Setting out on my trek, I was a bit dismayed at having to walk all of the way to the west end of our property. Normally, I would have the electric buggy to transport me through the orchard, but there have been problems with it the last couple of months and it was still at the mechanics shop. Walking all of this distance caused me to realize how much I had relied on my wheels the last years. And this year I had really gotten lazy after my trip to Germany. Since I knew I would be in Berlin for more than two weeks, I did not have big vegetable gardens, and with the drought, there was not nearly as much mowing to do. Now, I was not able gather wood or clean up in the orchard without my buggy, and a burn ban left me without any way to burn the debris I might have collected in the orchard. Given these circumstances, I was a little put out that only one summer of cutting back on physical work could make my body so soft. I felt less agile than usual climbing over barbed wire fencing, and wondered why I kept turning my ankles on uneven sections of ground. Was I simply out of shape from taking a year off of my usual work, or was I getting older and less agile and unable to push myself as I used to?

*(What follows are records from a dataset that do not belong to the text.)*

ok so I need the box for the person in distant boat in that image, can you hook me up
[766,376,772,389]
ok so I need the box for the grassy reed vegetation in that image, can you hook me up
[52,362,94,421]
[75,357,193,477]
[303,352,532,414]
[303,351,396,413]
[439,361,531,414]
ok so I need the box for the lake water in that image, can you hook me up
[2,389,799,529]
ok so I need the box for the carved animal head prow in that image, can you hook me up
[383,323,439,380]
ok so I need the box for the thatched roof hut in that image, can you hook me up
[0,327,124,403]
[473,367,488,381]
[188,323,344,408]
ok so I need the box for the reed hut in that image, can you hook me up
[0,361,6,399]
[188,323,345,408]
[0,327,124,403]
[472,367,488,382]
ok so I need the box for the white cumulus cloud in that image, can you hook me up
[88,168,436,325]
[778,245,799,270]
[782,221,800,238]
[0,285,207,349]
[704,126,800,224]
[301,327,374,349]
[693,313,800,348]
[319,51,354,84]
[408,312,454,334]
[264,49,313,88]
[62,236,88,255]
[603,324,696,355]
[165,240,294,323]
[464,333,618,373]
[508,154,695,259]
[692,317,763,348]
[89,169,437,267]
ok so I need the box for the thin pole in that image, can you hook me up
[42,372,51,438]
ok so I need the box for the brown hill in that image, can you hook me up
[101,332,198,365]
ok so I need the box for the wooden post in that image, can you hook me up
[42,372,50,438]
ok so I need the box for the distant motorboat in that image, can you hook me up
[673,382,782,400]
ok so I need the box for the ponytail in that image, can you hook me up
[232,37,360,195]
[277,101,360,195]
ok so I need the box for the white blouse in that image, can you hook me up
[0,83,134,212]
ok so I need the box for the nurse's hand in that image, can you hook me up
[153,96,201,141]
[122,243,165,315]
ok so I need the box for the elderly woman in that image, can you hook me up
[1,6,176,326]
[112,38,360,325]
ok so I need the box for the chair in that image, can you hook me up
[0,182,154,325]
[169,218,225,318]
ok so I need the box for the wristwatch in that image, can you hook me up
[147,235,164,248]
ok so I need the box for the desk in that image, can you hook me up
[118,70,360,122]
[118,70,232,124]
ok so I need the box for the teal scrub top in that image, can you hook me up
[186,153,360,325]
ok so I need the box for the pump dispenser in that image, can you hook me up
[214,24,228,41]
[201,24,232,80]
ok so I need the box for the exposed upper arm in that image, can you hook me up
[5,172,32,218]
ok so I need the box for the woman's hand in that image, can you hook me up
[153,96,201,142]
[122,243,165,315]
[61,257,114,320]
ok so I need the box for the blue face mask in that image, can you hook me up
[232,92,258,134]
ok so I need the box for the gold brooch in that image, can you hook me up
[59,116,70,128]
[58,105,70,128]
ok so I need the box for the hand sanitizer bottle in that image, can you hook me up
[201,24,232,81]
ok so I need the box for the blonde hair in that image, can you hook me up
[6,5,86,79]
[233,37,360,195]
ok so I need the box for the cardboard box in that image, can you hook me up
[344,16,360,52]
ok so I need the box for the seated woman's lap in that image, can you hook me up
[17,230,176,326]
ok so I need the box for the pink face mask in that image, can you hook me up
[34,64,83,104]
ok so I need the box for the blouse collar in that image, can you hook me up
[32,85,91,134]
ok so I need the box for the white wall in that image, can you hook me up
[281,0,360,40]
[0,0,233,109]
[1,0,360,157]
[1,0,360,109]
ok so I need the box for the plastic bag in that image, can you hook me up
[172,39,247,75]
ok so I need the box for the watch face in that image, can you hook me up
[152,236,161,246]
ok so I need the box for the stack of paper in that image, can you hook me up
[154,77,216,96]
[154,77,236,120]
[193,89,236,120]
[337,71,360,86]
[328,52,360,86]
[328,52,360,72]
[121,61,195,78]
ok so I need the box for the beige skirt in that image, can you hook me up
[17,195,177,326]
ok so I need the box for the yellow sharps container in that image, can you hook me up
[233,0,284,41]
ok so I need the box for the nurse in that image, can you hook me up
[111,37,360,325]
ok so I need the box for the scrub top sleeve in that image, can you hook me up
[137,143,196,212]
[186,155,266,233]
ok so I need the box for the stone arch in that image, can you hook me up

But as usual, nature provided just what I needed to keep my mood happy and delighted. I spotted various treasures along the way, finding bones and other interesting things to photograph. I ventured over the fence to the river where I realized I might have been a little too early to make my way very far into the boot of the winding river. I didn’t get far into the opening of the boot before tangles of vegetation kept me at bay. It was simply too thick to venture closer to the river, so instead, I walked the edge of the snarl along animal trails and down a small pathway that led me into a darker canopied area where mud and newly fallen leaves carpeted the woodland floor. Oddly, I could feel the power of the rising river waters and felt this just wasn’t a good time for me to venture any further. Heeding my inner gut feeling, I headed back and out of the boot. I traveled south along the outside of the boot instead, where I discovered more bones, bugs, and beauties of nature. Four hours later, I emerged from the river area and began making my way back towards home.
And then in my reverie of quiet, gentle walking, I was startled when, out of nowhere, I spotted the quick movement of a snake as it bolted in front of me! I stood frozen, and not even a scream released from my mouth! Suddenly, I realized this was a coachwhip snake, which I had only seen one other time in my life. The one I had seen before was in Daisy deer’s pen, and I often found it sunning itself near the old barn in early morning. The coachwhip is a rather beautiful snake, having a pattern much like a braided rope, and are super fast in their movement. This snake did not disappoint in putting on quite a show! I saw it for only seconds, but it was the way the head darted up, as if to attack, that scared me before it quickly dove into thick, tall grasses! What a rustling of noise it made as it powered into the weeds! No longer was I gracefully moving along, but I had more of a quick gait in my step. The coachwhip gave me just the boost I needed to finish my hike home!
In the weeks following, more rain fell and the river rose to coming out of its banks in a few places. I imagine the path I took that day is a mucky mess now. And perhaps some of the bones and treasures I found or photographed no longer remain. This is what I love about nature and all of life. It is ever-changing, offering adventure and mystery at every turn.